Araújo foi criticado inclusive nos EUA por ter tomado uma postura ambígua diante da invasão. Numa carta enviada ao presidente Jair Bolsonaro, no dia 12 de fevereiro, o presidente do Comitê de Relações Exteriores do Senado americano, Robert Menendez, foi contundente ao questionar o posicionamento do chanceler brasileiro, que chegou a se referir ao movimento de contestação nos EUA como sendo formado por "bons cidadãos". "O fato de Araújo ter defendido tais atos de terrorismo doméstico mostra como ele está distante da realidade atual nos EUA", escreveu o senador.

"Esses comentários não são a ação de um aliado e eles ameaçam minar a parceira entre os EUA e o Brasil", alertou. Ele ainda acusa o ministro brasileiro de estar dando prioridade a uma relação com uma "facção radical" da politica americana e alerta que sua postura apenas serve para legitimar a narrativa de extremistas.

Sua manifestação, porém, é apenas parte de um mal-estar cada vez maior em relação ao Brasil. O temor é de que, num cenário pós-Trump, o país se transforme em uma espécie de referência para movimentos radicais.

Entre governos estrangeiros, há uma convicção de que não há mais como atenuar as críticas e nem fingir que o apoio político a esses grupos não existem em diferentes partes do mundo. Mas, ao mesmo tempo, o papel das redes sociais precisa ser debatidos.

Há uma percepção tanto na Europa como em outras partes do mundo de que a decisão de redes sociais de bloquear políticos pode representar uma ameaça, mesmo quando o silenciado é Donald Trump. Mas, enquanto alguns países como o Brasil se limitam a defender que haja uma liberdade total nas redes sociais, na Europa a proposta é de que uma espécie de pacto seja estabelecido para exigir que certos valores sejam adotados pelas plataformas digitais. Entre eles: a defesa da democracia, o veto à xenofobia ou qualquer incitação ao ódio.

A UE, nos bastidores, já vem trabalhando em uma tentativa de acordo internacional neste sentido. Na sexta-feira, Ursula von der Leyen, presidente da Comissão Europeia, usou seu discurso na Conferência de Munique sobre Segurança, para martelar sobre o fato de que o episódio do Capitólio deve servir de alerta.
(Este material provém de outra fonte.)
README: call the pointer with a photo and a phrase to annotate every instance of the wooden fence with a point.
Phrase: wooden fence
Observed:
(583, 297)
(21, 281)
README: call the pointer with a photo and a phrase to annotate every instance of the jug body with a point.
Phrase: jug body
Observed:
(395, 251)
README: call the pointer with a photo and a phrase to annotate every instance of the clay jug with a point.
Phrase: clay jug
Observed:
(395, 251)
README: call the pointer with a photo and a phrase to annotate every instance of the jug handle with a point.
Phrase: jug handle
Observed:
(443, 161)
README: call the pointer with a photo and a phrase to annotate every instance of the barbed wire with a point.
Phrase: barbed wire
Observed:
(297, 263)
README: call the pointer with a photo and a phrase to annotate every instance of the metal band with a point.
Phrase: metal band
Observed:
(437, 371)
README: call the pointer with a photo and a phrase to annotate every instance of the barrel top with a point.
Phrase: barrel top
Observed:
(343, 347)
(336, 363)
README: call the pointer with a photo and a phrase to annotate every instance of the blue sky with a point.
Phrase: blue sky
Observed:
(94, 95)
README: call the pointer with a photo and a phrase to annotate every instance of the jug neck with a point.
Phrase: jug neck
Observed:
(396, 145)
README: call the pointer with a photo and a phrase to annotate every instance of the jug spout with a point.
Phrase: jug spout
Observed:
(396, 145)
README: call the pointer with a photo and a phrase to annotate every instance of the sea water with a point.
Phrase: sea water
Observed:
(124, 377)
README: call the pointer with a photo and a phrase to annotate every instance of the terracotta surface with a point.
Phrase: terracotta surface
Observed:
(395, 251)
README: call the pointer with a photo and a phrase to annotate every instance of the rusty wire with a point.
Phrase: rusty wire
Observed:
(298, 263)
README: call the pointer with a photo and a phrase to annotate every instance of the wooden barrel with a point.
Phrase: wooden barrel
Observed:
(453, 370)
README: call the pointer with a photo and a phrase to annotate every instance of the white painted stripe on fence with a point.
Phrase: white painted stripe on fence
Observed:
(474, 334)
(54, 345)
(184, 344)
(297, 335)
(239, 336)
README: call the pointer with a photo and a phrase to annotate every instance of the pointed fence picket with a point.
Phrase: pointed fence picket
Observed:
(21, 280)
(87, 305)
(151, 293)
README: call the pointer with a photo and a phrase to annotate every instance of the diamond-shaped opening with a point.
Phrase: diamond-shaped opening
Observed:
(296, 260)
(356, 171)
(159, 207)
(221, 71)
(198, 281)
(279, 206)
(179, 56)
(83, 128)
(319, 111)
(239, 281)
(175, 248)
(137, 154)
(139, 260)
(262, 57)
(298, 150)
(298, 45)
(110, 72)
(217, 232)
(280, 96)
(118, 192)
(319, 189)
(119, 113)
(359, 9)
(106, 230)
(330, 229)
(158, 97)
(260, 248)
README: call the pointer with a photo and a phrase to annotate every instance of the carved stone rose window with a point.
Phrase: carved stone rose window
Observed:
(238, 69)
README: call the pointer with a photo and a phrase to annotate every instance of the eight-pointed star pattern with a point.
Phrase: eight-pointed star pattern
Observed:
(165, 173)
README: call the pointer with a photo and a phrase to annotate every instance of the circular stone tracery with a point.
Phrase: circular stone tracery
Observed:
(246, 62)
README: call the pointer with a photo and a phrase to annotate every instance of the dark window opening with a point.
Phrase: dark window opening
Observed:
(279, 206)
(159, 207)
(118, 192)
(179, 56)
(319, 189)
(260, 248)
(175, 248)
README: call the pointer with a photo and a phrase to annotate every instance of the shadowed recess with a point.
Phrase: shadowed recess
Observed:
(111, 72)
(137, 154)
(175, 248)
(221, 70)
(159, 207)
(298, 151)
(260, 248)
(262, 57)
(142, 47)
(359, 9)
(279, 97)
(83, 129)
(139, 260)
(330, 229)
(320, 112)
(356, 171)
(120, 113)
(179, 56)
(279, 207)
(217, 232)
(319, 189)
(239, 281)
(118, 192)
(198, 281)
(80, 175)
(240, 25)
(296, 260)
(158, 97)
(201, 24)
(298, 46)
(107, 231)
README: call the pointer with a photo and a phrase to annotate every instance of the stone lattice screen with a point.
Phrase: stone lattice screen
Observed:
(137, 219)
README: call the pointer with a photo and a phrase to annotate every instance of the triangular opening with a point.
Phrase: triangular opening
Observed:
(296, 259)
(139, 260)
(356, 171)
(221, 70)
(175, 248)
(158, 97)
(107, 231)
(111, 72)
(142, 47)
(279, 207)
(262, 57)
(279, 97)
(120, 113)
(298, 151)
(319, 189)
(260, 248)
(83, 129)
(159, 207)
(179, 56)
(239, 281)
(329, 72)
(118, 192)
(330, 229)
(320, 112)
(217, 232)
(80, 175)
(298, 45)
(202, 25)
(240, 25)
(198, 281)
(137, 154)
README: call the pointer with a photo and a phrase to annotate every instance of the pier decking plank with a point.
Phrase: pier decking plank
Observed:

"O ataque no Capitólio dos Estados Unidos foi um ponto de virada para nossa discussão sobre o impacto que as mídias sociais têm em nossas democracias. Isto é o que acontece quando as palavras incitam à ação. Em um mundo onde as opiniões polarizantes são as mais prováveis de serem ouvidas, é apenas um pequeno passo das teorias da conspiração grosseira até a morte dos policiais", disse.

Instantes depois, o presidente americano Joe Biden reforçou o alerta sobre a sobrevivência da democracia diante dessas ameaças. "A democracia não acontece por acidente", disse Biden. "Temos que defendê-la, lutar por ela, fortalecê-la, renová-la. Temos que provar que nosso modelo não é uma relíquia de nossa história; é a melhor maneira de revitalizar a promessa de nosso futuro", defendeu.
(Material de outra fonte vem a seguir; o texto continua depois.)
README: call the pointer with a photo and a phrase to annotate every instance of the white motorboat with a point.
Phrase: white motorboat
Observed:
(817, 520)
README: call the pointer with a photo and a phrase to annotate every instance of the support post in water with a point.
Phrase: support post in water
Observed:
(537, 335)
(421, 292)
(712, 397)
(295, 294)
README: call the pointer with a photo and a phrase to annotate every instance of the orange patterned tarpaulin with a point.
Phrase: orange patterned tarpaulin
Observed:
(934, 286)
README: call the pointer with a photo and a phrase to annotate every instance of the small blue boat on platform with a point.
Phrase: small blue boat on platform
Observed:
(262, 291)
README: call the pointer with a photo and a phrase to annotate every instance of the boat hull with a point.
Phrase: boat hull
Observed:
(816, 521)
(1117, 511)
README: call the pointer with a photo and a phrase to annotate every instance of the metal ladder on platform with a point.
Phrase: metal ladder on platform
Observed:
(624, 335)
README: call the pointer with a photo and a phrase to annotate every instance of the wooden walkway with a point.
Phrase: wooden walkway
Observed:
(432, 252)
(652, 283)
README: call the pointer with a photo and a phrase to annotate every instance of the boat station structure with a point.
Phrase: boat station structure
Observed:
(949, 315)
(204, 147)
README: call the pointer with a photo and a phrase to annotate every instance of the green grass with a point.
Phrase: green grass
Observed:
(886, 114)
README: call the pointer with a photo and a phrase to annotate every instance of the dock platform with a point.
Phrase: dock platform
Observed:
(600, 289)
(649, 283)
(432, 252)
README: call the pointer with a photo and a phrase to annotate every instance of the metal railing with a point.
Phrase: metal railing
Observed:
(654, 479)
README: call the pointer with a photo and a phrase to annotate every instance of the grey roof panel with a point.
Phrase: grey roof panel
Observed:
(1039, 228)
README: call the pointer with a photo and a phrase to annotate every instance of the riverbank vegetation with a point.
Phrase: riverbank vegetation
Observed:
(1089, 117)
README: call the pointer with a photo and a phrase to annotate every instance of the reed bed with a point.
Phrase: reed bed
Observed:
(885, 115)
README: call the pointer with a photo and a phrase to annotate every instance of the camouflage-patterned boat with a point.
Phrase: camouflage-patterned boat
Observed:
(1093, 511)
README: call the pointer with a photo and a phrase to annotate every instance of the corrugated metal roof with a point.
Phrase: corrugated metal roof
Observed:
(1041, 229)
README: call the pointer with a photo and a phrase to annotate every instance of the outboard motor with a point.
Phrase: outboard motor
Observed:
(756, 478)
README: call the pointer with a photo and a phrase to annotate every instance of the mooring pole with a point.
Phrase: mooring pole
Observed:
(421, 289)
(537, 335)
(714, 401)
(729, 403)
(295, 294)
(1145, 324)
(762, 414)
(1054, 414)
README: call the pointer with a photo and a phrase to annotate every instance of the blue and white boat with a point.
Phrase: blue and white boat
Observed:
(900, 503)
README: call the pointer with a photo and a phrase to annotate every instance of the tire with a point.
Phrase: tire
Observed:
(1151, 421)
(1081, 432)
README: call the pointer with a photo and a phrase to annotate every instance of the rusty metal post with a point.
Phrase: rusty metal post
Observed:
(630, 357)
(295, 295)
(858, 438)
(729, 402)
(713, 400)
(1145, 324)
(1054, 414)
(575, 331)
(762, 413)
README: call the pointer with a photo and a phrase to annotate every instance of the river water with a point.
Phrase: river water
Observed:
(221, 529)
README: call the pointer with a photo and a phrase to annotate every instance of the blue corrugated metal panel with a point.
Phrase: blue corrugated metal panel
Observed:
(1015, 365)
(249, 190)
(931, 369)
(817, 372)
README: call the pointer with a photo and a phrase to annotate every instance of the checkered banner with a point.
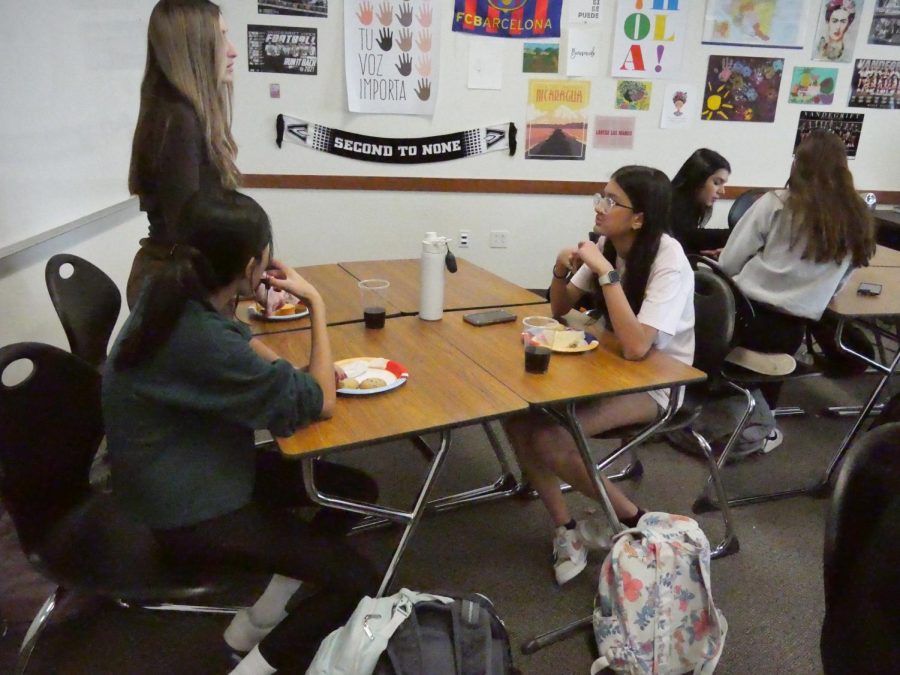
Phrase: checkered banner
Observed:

No Conselho na ONU, nesta semana, tais alertas serão traduzidos por dois nomes: neonazismo e supremacistas brancos. A avaliação da entidade é que a ameaça que esse movimento representa é cada vez maior e mais real. Em certos lugares, eles já seriam a maior ameaça à segurança nacional.

Outra constatação: eles já deixaram de ser problemas nacionais. Com redes que não respeitam fronteiras, tais grupos ganharam uma dimensão transnacional.
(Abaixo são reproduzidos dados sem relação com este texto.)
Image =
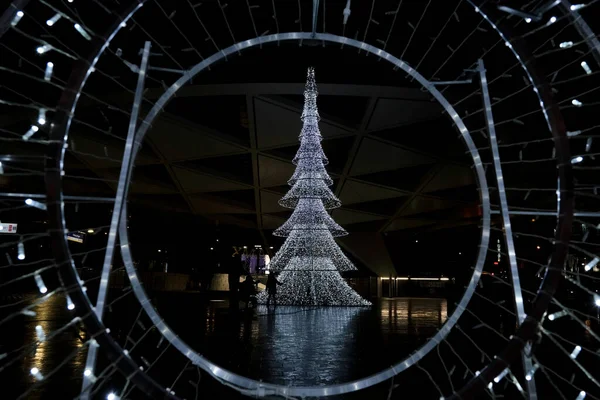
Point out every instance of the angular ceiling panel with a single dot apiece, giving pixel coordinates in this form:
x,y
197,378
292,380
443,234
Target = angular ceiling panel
x,y
206,205
451,176
358,192
179,142
391,112
107,153
269,202
149,188
345,217
279,126
375,156
421,204
409,223
272,221
196,182
273,172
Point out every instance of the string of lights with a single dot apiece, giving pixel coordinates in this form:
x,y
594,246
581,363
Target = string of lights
x,y
310,259
565,45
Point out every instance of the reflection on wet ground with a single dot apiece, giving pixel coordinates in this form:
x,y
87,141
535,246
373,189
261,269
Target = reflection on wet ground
x,y
288,345
316,346
19,337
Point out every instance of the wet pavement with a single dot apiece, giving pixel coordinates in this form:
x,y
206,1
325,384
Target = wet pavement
x,y
285,345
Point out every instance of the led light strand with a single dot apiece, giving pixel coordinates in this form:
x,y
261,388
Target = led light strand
x,y
42,116
40,283
32,130
576,160
575,352
586,68
589,266
36,373
581,395
48,71
502,375
44,48
40,334
21,250
54,19
18,15
82,32
310,260
36,204
557,315
530,374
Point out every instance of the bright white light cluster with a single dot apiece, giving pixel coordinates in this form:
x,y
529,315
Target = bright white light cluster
x,y
310,169
310,147
310,260
299,244
310,216
314,281
310,189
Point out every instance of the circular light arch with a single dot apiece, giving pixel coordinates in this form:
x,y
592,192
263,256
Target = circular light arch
x,y
259,387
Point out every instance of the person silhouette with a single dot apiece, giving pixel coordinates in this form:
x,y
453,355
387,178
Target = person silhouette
x,y
272,283
235,269
249,291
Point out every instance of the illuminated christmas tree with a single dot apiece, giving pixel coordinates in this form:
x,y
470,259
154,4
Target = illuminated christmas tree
x,y
310,260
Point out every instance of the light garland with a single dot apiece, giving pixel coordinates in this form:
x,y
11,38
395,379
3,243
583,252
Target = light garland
x,y
310,260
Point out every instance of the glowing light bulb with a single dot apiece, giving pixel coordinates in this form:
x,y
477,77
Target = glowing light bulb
x,y
586,68
17,18
48,72
32,130
40,283
591,264
502,375
557,315
40,334
530,374
36,204
42,116
576,160
36,373
82,32
53,20
21,251
575,352
43,49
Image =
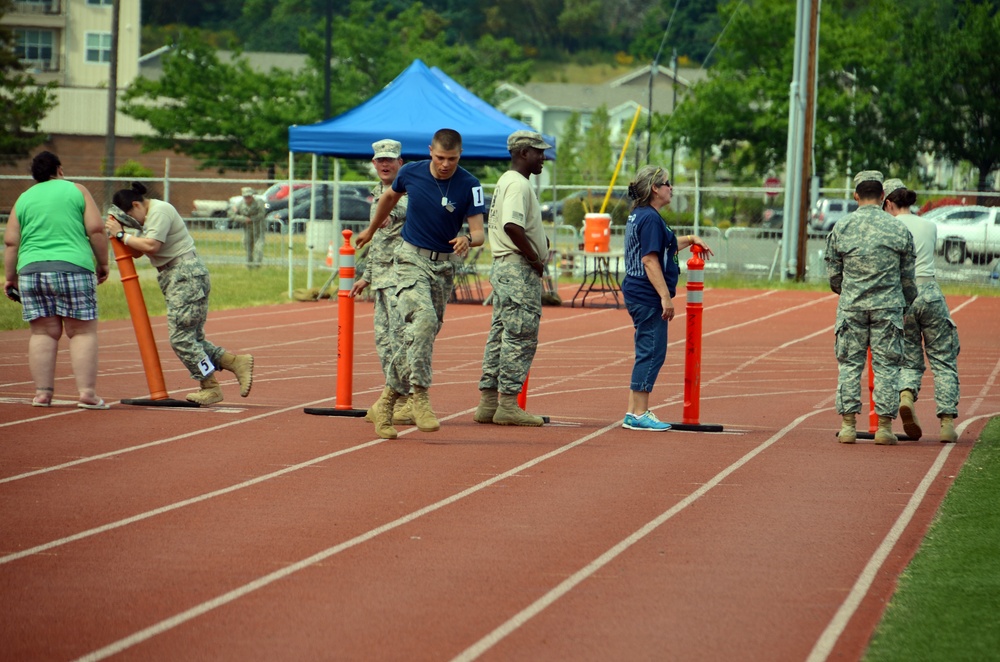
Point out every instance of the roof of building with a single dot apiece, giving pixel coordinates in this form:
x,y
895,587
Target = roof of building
x,y
151,64
628,90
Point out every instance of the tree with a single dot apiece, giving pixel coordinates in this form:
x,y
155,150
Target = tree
x,y
226,115
742,108
568,159
23,104
956,86
595,158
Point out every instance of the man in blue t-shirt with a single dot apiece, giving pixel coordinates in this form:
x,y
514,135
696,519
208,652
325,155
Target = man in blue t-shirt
x,y
442,197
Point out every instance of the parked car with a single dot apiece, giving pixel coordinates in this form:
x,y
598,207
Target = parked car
x,y
773,222
968,231
353,210
554,210
827,211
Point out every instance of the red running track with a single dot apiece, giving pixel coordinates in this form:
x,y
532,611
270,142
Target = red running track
x,y
252,531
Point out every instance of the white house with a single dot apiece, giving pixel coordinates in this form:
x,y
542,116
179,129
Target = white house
x,y
548,106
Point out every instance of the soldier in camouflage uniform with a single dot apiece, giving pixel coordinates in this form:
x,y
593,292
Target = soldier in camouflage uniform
x,y
927,325
870,263
249,213
184,281
442,197
378,272
518,244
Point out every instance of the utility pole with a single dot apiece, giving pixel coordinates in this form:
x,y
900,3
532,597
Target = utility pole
x,y
673,109
807,143
109,138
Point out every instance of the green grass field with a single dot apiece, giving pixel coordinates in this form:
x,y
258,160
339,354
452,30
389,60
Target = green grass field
x,y
947,605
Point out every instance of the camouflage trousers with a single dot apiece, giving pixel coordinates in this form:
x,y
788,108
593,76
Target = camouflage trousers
x,y
388,330
856,330
513,337
423,288
185,288
253,241
928,327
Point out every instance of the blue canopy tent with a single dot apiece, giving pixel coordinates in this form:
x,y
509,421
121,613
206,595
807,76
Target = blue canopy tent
x,y
410,109
418,102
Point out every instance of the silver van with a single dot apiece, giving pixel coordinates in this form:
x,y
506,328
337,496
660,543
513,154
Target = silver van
x,y
828,211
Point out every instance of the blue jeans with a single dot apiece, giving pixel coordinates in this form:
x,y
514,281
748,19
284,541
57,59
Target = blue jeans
x,y
650,345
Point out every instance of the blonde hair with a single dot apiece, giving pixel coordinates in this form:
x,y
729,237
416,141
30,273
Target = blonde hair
x,y
640,189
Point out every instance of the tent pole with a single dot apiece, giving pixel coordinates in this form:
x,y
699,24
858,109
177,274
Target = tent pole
x,y
291,170
309,224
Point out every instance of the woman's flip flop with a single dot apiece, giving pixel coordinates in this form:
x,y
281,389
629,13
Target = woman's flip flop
x,y
100,404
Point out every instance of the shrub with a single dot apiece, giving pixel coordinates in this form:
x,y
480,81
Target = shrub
x,y
132,169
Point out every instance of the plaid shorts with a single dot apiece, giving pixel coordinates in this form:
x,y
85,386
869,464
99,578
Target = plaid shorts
x,y
52,294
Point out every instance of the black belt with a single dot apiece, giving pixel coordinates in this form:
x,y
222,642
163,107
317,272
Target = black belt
x,y
175,261
436,256
511,256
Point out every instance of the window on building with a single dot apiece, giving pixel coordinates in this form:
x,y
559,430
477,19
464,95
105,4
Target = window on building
x,y
98,47
35,48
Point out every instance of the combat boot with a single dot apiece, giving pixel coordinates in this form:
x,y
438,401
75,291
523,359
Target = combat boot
x,y
209,394
423,415
370,414
908,414
948,434
382,413
242,366
848,431
402,413
508,413
884,435
487,406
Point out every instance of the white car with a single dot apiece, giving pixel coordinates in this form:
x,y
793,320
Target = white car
x,y
968,231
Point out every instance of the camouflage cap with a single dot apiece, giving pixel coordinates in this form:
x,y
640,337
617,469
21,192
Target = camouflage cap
x,y
890,185
526,139
387,149
868,176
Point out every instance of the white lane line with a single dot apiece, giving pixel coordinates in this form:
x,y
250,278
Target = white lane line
x,y
571,582
824,645
110,526
158,442
261,582
985,390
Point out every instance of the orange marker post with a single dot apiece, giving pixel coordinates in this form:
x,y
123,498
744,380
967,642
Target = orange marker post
x,y
143,333
692,348
872,414
522,397
345,337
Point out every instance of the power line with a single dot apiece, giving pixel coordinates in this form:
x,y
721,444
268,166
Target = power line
x,y
666,124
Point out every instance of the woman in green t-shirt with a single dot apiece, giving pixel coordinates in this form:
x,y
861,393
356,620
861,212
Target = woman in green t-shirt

Mas o problema não é apenas de grupos marginalizados na sociedade. Para a ONU, o que mais preocupa é que tais discursos são aplaudidos, incentivados e promovidos por líderes políticos.

Na ONU, o que ainda preocupa é como tais grupos e movimentos usaram a pandemia para ampliar suas bases de apoio. A receita é relativamente simples: diante de um momento de incerteza e angústia, proliferam teorias conspiratórias nas redes, ampliam manipulações de dados e aprofundam a polarização social.

Mais céticos, observadores estrangeiros acreditam que uma das posturas mais claras do Brasil nos últimos meses e que será mantida é de "fingir surdez" quando o assunto é o apoio de governos e responsáveis políticos na disseminação de ideologias violentas, ameaças e ataques contra a sociedade civil, oposição ou contra a imprensa.